Nancy Grace Settles Emotional Distress Case, Keeps Distressing Us
LatestNancy Grace and CNN have settled with the family of a 21-year-old mother of a missing toddler who killed herself after an aggressive Grace interview. Grace herself, of course, can keep inflicting her warped brand of victim-advocacy on the public.
The family of Melinda Duckett had sued the channel and host for inflicting emotional distress. Duckett’s suicide took place shortly after Grace repeatedly suggested Duckett was responsible for the disappearance of her two-year-old son. (The video of that interview appears to have been scrubbed from the Internet). Grace aired the interview after Duckett was found dead, with a little yellow box updating viewers to that fact.
The settlement consists of $200,000 in a trust, which will be transferred to Duckett’s son if he is found alive before his thirteenth birthday in 2017. Otherwise, it will be transferred to the National Center for Missing and Exploited Children.
Here’s Grace defending herself at the time, on Good Morning America.
And of course, her epically awful haranguing of Elizabeth Smart, who had gone on the show to talk about the sex offender registry and had declined to give details of her own abuse. As Dahlia Lithwick sensibly remarked at the time,Nancy Grace didn’t kill Melinda Duckett, but she is aiding and abetting the death of public confidence in the law. Grace dresses like a lawyer and talks like one, but the only thing she seems to feel for the court system is contempt. The only time the cops, prosecutors, and courts get it right, in her view, is when they finally nail someone (like Scott Peterson) she declared guilty months earlier. Otherwise they are a time-suck and a nuisance. The law is a means to Nancy’s ends.
Not only does Grace prosecute crime via spectacle, she cloaks herself in the language of victims’ rights — it was okay for her to make a decision about what happened to Trenton Duckett before the police had, because she was just trying to find the baby.

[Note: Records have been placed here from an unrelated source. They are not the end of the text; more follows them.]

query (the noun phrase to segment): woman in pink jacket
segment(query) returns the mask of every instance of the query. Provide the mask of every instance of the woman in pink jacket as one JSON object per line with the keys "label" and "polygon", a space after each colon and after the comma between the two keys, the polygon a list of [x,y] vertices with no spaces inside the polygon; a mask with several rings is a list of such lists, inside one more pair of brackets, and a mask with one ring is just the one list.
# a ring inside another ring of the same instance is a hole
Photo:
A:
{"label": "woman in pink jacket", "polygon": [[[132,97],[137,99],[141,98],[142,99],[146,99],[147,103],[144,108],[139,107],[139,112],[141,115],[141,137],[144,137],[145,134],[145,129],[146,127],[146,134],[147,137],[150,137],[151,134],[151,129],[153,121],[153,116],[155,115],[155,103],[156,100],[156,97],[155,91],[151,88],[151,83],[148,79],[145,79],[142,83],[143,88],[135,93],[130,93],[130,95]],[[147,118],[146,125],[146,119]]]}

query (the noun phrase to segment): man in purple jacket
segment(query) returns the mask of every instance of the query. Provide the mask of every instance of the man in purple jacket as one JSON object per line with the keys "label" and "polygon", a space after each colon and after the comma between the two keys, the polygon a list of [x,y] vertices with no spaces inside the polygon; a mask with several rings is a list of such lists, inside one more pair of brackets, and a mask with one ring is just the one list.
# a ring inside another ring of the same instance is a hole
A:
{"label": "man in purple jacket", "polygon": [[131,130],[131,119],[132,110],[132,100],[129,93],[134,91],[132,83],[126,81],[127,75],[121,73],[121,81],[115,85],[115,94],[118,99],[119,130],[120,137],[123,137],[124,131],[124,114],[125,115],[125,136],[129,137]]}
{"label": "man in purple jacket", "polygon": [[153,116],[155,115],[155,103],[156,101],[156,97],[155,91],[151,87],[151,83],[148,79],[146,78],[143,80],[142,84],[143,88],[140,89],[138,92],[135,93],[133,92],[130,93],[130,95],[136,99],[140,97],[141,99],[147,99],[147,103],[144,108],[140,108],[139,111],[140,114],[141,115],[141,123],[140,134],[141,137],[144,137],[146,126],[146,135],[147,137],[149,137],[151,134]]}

It was okay for her to violate the terms of her interview with Elizabeth Smart, because didn’t Smart just want to help victims? In an Iowa Law Review essay, Aya Gruber notes that public spectacle was key to the essentially conservative tough-on-crime movement that began in the 1980s:
The publicizing, not only of the heinous nature of crime (to instill fear) but also the tragedy of the victim (to instill hatred), was the boost required by tough-on-crime proponents. The media focus on crimes against women and children allowed society to see criminals as true irredeemable villains worthy of nothing but pain and death. Such monsters deserve neither process, constitutional protection, nor mercy. This belief easily translated to the yet-unknown criminal who, no doubt, must also be internally evil.
Nearby, at the crossroads of the victims’ rights movement, spectacle, and sometimes-nominal feminism sits a woman who is arguably Grace’s spiritual cousin, briefly profiled in The Atlantic this month. Distorting the concept of victim protection from its original intent, Allred says Tiger Woods mistress Joslyn James was a victim, because she
“didn’t participate in breaking her own heart. She’s a victim because he broke her heart. He is the one that lied to her.” If James was seeking some measure of fame, Allred said, she wasn’t the only one. “What, Tiger Woods isn’t seeking fame? Because he’s golfing?”
Actually, all of them are seeking fame. Which in itself doesn’t need to be a problem, except when it perverts actual justice.